Euro 2008 has been an incredible tournament so far and now we're down to our final game.
So then, after a tournament of shocks, twists and drama, we've come to the final that the bookies predicted. The two pre-tournament favourites will arrive in Vienna on Sunday knowing that they've reached the premier game in European international football. The World Cup is the pinnacle, but this isn't far behind and in terms of standard it's just as high. The gloss of Argentina and Brazil is missing, as is the famous gold trophy, but aside from that the European Championships is pretty much as big as it gets. To sum up, Sunday's final is big time. This is what it's all about.
This is a snippet of how the two finalists reached Sunday's showpiece:
The debate on Cesc Fabregas' inclusion was beyond a joke after the Italy game, so I don't know what category it comes into now. It's crazy to say about a player who's only started one game out of five, but he really is one man-of-the-match performance away from being the player of the tournament. He had a goal and an assist in the first game, put Spain in control against Italy and on Thursday against Russia he produced one of the best individual performances seen in 2008. The space he found, his general passing and the magical weight of those two assists were just sublime, and David Villa's injury may well be an extremely surprising blessing in disguise.
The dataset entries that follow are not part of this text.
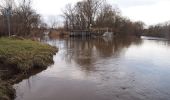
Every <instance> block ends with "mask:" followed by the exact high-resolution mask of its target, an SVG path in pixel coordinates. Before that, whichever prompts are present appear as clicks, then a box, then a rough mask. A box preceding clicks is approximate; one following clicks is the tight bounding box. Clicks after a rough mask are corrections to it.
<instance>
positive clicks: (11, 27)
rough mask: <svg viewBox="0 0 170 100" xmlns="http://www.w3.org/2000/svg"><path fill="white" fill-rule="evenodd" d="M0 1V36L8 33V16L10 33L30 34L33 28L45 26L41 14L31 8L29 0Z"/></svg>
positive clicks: (30, 0) (33, 9)
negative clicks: (9, 24)
mask: <svg viewBox="0 0 170 100" xmlns="http://www.w3.org/2000/svg"><path fill="white" fill-rule="evenodd" d="M1 1H2V2H1V3H0V36H2V35H8V25H7V24H8V19H7V18H8V16H9V18H10V21H9V22H10V31H11V34H12V35H19V36H30V35H32V34H34V33H33V30H36V29H38V28H40V27H46V25H45V23H43V22H42V21H41V16H40V15H39V14H37V13H36V11H35V10H34V9H33V8H32V6H31V4H32V2H31V0H17V2H15V1H14V0H1Z"/></svg>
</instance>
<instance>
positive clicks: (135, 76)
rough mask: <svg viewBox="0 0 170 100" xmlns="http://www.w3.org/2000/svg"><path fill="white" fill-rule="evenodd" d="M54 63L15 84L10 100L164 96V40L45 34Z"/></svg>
mask: <svg viewBox="0 0 170 100" xmlns="http://www.w3.org/2000/svg"><path fill="white" fill-rule="evenodd" d="M42 42H45V43H49V44H50V45H53V46H57V47H59V52H58V53H57V54H56V56H54V61H55V63H54V65H52V66H50V67H49V68H48V69H47V70H45V71H43V72H41V73H39V74H37V75H34V76H32V77H31V78H29V79H27V80H24V81H23V82H21V83H19V84H16V85H15V86H14V87H16V92H17V98H16V100H56V99H57V100H167V99H169V98H170V80H169V79H168V77H167V76H170V62H169V57H170V52H169V50H170V45H169V43H168V42H167V41H162V40H160V41H159V40H147V39H138V38H133V37H129V38H113V39H107V38H61V39H55V38H49V37H48V36H46V37H44V39H42Z"/></svg>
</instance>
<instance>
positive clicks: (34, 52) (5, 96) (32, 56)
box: [0, 38, 57, 100]
mask: <svg viewBox="0 0 170 100" xmlns="http://www.w3.org/2000/svg"><path fill="white" fill-rule="evenodd" d="M56 52H57V49H56V48H55V47H52V46H50V45H47V44H42V43H40V42H35V41H31V40H26V39H16V38H0V65H1V66H0V69H7V70H12V71H15V74H26V73H29V72H31V70H32V69H37V68H46V67H47V66H49V65H50V64H52V63H53V55H54V54H55V53H56ZM16 72H17V73H16ZM0 73H1V72H0ZM11 77H12V76H11ZM11 87H12V86H10V85H9V84H7V82H5V81H2V80H1V76H0V100H1V99H2V100H10V98H11V97H12V96H11V95H12V93H13V89H12V88H11Z"/></svg>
Torsten Frings will need to be fully recovered and ready to produce the performance of his life if he's going to stifle Fabregas in this form. Michael Ballack is a great impact player, but his effect in that area of the pitch is usually very minimal. Frings may have to be even more disciplined than usual, while Hitzlsperger may have to use his hammer of a left-peg from 45-yards out instead of 20.
This will put even greater significance on Podolski, Klose, Ballack and the rejuvenated Schweinsteiger, because their use of the ball and general impact will be the only chance Germany have of lifting the trophy on Sunday. Their defensive players don't have the form or confidence to shackle the Spanish attack like Italy annoyingly did last Sunday. Surely Joachim Low will know that his players can't hold a 0-0 until penalties. For the sake of the game, we're all hoping he appreciates that and tries to win it in attack.
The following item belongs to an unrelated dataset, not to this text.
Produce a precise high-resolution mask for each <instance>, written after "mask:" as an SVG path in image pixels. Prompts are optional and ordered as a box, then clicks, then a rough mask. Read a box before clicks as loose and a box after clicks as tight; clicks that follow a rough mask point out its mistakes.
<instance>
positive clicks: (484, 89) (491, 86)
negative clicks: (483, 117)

The problem is that the Germans don't look like they've got enough class to really trouble Spain on Sunday. It's so easy to look at their luck in the semis, the way they crawled through a joke group and their illustrious yawn-tastic history, and assume they will sneak a victory on Sunday. However, their unremarkable progression this summer is very reminiscent of their run to the 2002 World Cup Final. Class (and Ronaldo) won the day there, and if Spain don't bottle it in Vienna they'll smile as much as Brazil did in 2002.
That moody old dude Luis Aragones will just have to hope that Fernando Torres learns how to hit a barn door.